Guido lembra que o festival GFilmes Rap, previsto para ocorrer em Pelotas, chegou a tirar nota máxima em três rodadas de avaliação da LIC, mas não foi priorizado na distribuição dos recursos por conta do critério de desempate envolvendo a cidade — como Pelotas havia recebido recursos da LIC nos últimos 12 meses, perdeu no desempate.
Na última rodada, porém, o projeto acabou tirando uma nota menor que a das avaliações anteriores e, por conta disso, não foi aprovado. Os proponentes entraram com recurso e a nota foi reajustada, mas permaneceu insuficiente para aprovação. Conforme o idealizador, o projeto inscrito na última rodada não tinha alteração em relação às rodadas anteriores, mas ainda assim obteve nota menor.
— Ao me ver, nosso projeto não tinha problema algum, tanto é que passamos na curadoria rigorosa do Natura Musical e tiramos três notas máximas no CEC. O que sentimos é que fomos chutados nesta última rodada. Até mesmo porque estávamos tentando aprovar R$ 80 mil, um valor muito inferior ao de outros projetos que foram priorizados — diz Guido.
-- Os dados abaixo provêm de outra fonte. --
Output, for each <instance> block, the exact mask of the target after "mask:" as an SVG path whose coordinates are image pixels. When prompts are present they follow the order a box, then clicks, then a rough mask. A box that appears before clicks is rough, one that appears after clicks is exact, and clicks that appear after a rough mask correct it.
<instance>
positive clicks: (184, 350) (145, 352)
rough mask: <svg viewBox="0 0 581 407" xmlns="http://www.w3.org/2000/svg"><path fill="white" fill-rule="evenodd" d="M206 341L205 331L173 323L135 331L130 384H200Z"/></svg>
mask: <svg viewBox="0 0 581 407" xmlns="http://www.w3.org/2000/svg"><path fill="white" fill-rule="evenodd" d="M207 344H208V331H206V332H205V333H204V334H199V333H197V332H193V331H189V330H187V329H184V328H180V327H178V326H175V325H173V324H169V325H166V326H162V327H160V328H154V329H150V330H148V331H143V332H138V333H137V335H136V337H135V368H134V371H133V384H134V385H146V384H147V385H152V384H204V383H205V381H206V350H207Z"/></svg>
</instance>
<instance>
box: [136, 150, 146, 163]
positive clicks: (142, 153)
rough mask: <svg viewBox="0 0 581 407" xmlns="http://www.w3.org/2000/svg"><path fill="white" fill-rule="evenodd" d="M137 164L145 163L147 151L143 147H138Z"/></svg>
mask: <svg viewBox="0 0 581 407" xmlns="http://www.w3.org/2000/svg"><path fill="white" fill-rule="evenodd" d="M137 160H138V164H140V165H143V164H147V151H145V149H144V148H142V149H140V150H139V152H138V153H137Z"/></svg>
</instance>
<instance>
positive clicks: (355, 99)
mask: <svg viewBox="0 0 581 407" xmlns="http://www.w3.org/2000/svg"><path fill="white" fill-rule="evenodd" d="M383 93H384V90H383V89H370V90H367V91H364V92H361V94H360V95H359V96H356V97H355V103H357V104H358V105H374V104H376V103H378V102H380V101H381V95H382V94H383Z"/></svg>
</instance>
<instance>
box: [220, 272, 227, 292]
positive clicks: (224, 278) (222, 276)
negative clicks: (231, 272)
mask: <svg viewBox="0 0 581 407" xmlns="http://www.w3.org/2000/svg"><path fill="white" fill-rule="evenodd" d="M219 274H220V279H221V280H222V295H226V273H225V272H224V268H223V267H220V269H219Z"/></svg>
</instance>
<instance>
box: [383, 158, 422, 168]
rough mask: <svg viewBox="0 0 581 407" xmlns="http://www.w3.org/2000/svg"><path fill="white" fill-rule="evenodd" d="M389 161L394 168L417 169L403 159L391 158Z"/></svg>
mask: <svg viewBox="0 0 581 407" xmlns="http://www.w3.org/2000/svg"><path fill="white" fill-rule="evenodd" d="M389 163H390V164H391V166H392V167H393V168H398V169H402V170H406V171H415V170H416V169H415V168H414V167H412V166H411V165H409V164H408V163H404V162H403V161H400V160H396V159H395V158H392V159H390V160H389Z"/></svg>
Alessandra Motta, atual presidente do Conselho Estadual de Cultura, explica que as avaliações são feitas por conselheiros diferentes a cada rodada, respeitando os critérios e categorias previstos no regulamento. Ela admite que é possível que um mesmo projeto receba notas diferentes em rodadas distintas.
— É possível porque os projetos retornam zerados a cada rodada e são distribuídos para novo relator. Esse relator é uma comissão onde temos no mínimo três e no máximo cinco conselheiros. Trata-se de um processo muito minucioso e que segue o que está regulamentado para aquele ano. Tivemos reuniões de conselheiros que chegavam a durar quatro horas, por exemplo — detalha.
A presidente da entidade reforça que o desejo do Conselho Estadual de Cultura seria contemplar todos os projetos inscritos:
— A gente lastima muito, pois todos os projetos têm um mérito. Só que, infelizmente, o cobertor (de recursos) é curto. Às vezes, menos de um pontinho acaba fazendo um ou outro ficar de fora, mas merecedores todos são.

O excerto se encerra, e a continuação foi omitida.